Broken .pdf files when viewed/downloaded from OJS 2.4.8.1 – missing EOF marker

Dragomir · April 13, 2018, 12:17pm

Hello,

I’m in a situation where some of my previously uploaded .pdf files do open in the browser, but some of them don’t. For the problematic ones, I receive a Failed to load PDF document error when I try to view the .pdf from OJS. What’s more, when I download the .pdf file locally on my computer, Adobe Acrobat says that There was an error opening the document. The file is damaged and could not be repaired.

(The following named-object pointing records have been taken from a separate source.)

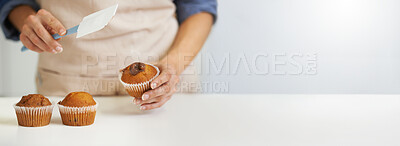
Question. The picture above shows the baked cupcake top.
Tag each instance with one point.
(78, 99)
(138, 73)
(33, 100)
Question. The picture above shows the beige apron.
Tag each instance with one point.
(141, 30)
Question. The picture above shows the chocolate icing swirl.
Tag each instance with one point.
(136, 68)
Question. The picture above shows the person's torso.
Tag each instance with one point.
(141, 30)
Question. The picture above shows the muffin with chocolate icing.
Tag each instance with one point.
(33, 110)
(137, 76)
(78, 109)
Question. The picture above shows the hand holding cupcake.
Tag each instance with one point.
(152, 86)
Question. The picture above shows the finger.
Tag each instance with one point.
(150, 106)
(28, 44)
(153, 100)
(164, 89)
(45, 36)
(161, 79)
(36, 40)
(52, 22)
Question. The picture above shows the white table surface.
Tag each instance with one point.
(194, 119)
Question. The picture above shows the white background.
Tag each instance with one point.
(356, 43)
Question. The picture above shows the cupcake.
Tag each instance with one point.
(78, 109)
(33, 110)
(136, 78)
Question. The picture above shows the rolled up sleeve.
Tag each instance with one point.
(10, 32)
(187, 8)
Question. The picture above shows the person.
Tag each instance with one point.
(164, 32)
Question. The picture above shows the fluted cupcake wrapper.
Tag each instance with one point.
(137, 90)
(77, 116)
(33, 116)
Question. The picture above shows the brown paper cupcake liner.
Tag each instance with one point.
(77, 116)
(137, 90)
(33, 116)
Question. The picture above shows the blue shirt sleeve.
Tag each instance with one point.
(10, 32)
(187, 8)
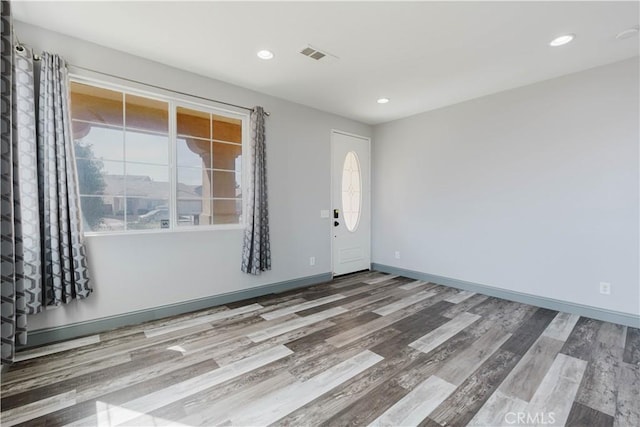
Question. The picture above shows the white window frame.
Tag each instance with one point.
(174, 101)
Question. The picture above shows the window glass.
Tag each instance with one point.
(124, 150)
(193, 123)
(227, 129)
(147, 114)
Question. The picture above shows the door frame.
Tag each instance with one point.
(331, 186)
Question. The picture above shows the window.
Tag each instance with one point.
(149, 163)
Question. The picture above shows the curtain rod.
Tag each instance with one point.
(20, 48)
(164, 88)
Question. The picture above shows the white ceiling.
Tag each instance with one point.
(421, 55)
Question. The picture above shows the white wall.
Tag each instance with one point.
(532, 190)
(135, 272)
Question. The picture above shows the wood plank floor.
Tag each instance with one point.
(365, 349)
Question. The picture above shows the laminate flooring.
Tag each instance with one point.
(364, 349)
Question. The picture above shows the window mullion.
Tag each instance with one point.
(173, 170)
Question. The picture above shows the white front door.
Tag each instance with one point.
(351, 203)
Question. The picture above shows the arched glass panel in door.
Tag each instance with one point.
(351, 191)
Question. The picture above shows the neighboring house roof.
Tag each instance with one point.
(144, 186)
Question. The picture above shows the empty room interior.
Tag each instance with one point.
(320, 213)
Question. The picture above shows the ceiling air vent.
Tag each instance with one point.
(316, 54)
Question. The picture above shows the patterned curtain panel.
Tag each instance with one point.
(65, 275)
(14, 315)
(256, 252)
(43, 255)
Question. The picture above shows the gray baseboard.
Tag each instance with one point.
(50, 335)
(544, 302)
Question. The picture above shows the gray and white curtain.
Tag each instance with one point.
(43, 254)
(256, 251)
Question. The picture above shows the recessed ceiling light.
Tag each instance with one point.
(628, 33)
(265, 54)
(562, 40)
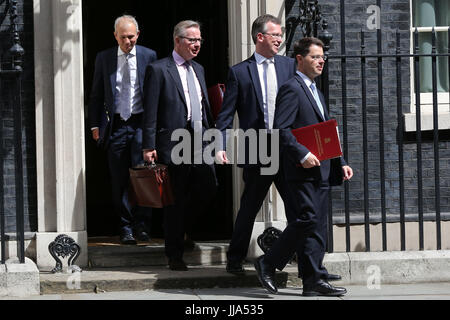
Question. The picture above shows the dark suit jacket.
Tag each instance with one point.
(165, 108)
(244, 94)
(102, 100)
(296, 108)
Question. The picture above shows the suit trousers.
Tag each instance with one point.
(194, 187)
(304, 234)
(124, 152)
(255, 191)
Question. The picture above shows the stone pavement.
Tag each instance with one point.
(418, 291)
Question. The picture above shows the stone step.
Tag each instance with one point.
(111, 254)
(101, 280)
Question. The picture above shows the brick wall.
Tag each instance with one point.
(25, 22)
(395, 15)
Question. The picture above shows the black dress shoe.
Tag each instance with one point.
(177, 265)
(323, 288)
(142, 235)
(235, 268)
(189, 244)
(333, 277)
(265, 275)
(127, 239)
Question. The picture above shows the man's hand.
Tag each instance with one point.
(311, 162)
(96, 134)
(348, 173)
(221, 157)
(150, 156)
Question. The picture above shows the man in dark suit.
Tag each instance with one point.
(116, 115)
(177, 111)
(300, 104)
(251, 91)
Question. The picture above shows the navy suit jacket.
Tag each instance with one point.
(244, 94)
(165, 107)
(102, 100)
(296, 108)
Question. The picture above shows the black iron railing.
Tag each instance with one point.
(401, 61)
(11, 82)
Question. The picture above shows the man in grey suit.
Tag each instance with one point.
(115, 116)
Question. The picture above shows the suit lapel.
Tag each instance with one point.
(279, 67)
(254, 75)
(140, 71)
(173, 71)
(310, 97)
(201, 79)
(112, 71)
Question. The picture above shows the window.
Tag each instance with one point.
(426, 14)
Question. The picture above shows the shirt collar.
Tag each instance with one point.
(260, 59)
(179, 60)
(305, 78)
(121, 53)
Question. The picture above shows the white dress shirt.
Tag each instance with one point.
(182, 71)
(260, 64)
(135, 96)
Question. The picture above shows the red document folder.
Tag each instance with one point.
(321, 139)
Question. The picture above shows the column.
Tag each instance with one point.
(59, 126)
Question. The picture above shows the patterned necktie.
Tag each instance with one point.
(316, 97)
(196, 118)
(271, 91)
(125, 111)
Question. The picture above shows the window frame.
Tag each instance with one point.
(426, 99)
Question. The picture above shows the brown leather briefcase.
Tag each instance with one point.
(150, 186)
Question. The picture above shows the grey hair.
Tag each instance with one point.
(181, 27)
(128, 18)
(260, 25)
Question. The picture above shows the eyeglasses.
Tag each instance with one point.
(274, 35)
(194, 40)
(324, 58)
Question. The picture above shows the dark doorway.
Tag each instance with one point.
(156, 21)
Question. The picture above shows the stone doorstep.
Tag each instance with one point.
(19, 280)
(205, 253)
(355, 269)
(149, 278)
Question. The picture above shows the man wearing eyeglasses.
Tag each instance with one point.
(300, 104)
(176, 98)
(251, 90)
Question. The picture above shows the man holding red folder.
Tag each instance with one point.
(300, 104)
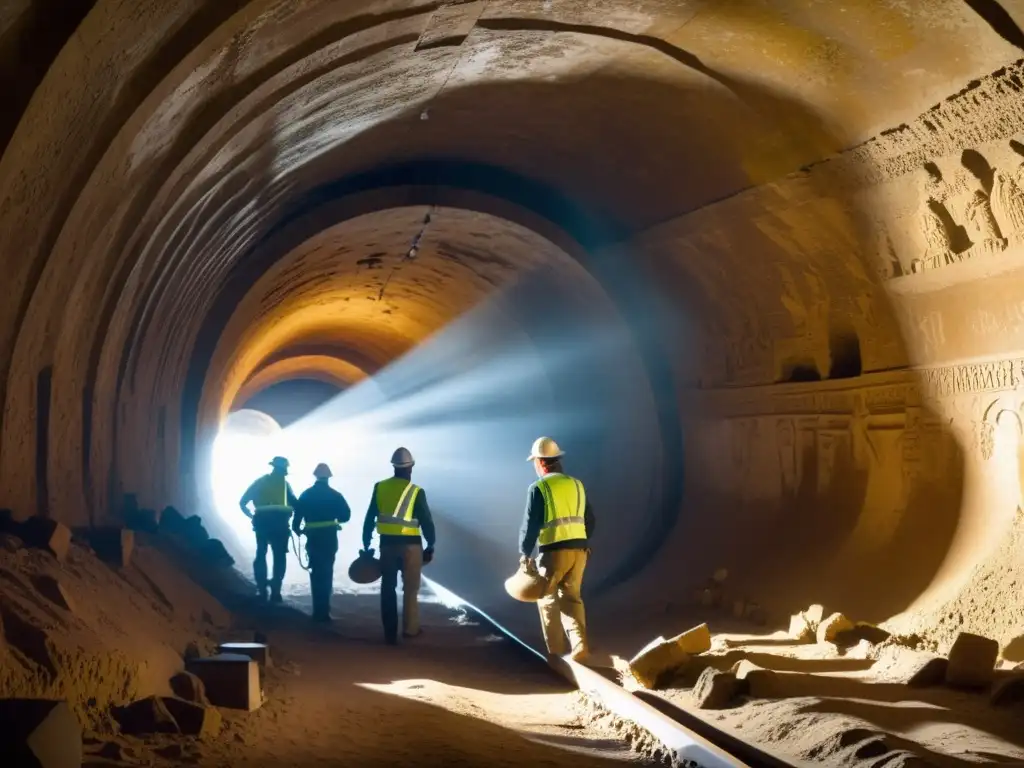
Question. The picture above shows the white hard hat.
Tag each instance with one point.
(401, 458)
(545, 448)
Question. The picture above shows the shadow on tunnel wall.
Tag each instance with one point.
(603, 158)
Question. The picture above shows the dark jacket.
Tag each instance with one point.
(321, 503)
(420, 511)
(532, 521)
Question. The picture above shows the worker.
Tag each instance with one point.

So, one could assume that the .pdf in question is really a broken one. However, if I navigate to the folder where that specific .pdf file resides and if I open that file from File Manager in cPanel, the file loads without any issues in the browser. There are no issues even if I download that same file directly from my hosting account.

In Notepad++, I also compared the .pdfs downloaded directly from my hosting account to the one downloaded from OJS. The only difference was at the end of the files:

The .pdf file downloaded directly from my hosting server had the following lines at the end:

…

trailer
<<
/Info 43 0 R
/Root 1 0 R
/Size 44
>>
startxref
630562
%%EOF

While the one that was downloaded from OJS had the following as the last line:

…

trailer

It looks like there’s something that blocks some of my .pdf files in OJS, resulting in missing EOF. Do you know what could be the issue here?

Thank you.

Regards,
D

Dragomir · April 16, 2018, 7:23am

Also, I’ve just tested the integrity of these files through the following online PDF repair tool: PDF Tools Online - Repair PDF . According to that tool, I get the following results:

When I upload the file that was downloaded through OJS there, here’s what I get:

The file is corrupt and cannot be repaired, but possibly recovered
    2 pages recovered.
    Page 1 of 2 	Last page

Errors:

Open file.
0x80410108 - E - The end-of-file marker was not found.
    - File: from-ojs.pdf
0x8041010A - E - The 'startxref' keyword or the xref position was not found.
    - File: from-ojs.pdf
0x80410108 - E - The end-of-file marker was not found.
    - File: from-ojs.pdf
Recover XREF table.
0x8041010E - E - The file trailer dictionary is missing or invalid.
    - File: from-ojs.pdf
Analyze Objects.
Analyze Outlines.
Analyze Pages.
0x80410113 - E - The file is corrupt and cannot be repaired. Some of the contents can possibly be recovered.
    - Page No.: 2
    - File: from-ojs.pdf
Recover Pages.
Save output file.
Close file.
3-Heights(TM) PDF repair tool, evaluation license valid until unbounded

And this is the result for the same file that was downloaded directly from the repository directory of my hosting account:

Successful completion
    The file was successfully analyzed, and no corruptions have been detected.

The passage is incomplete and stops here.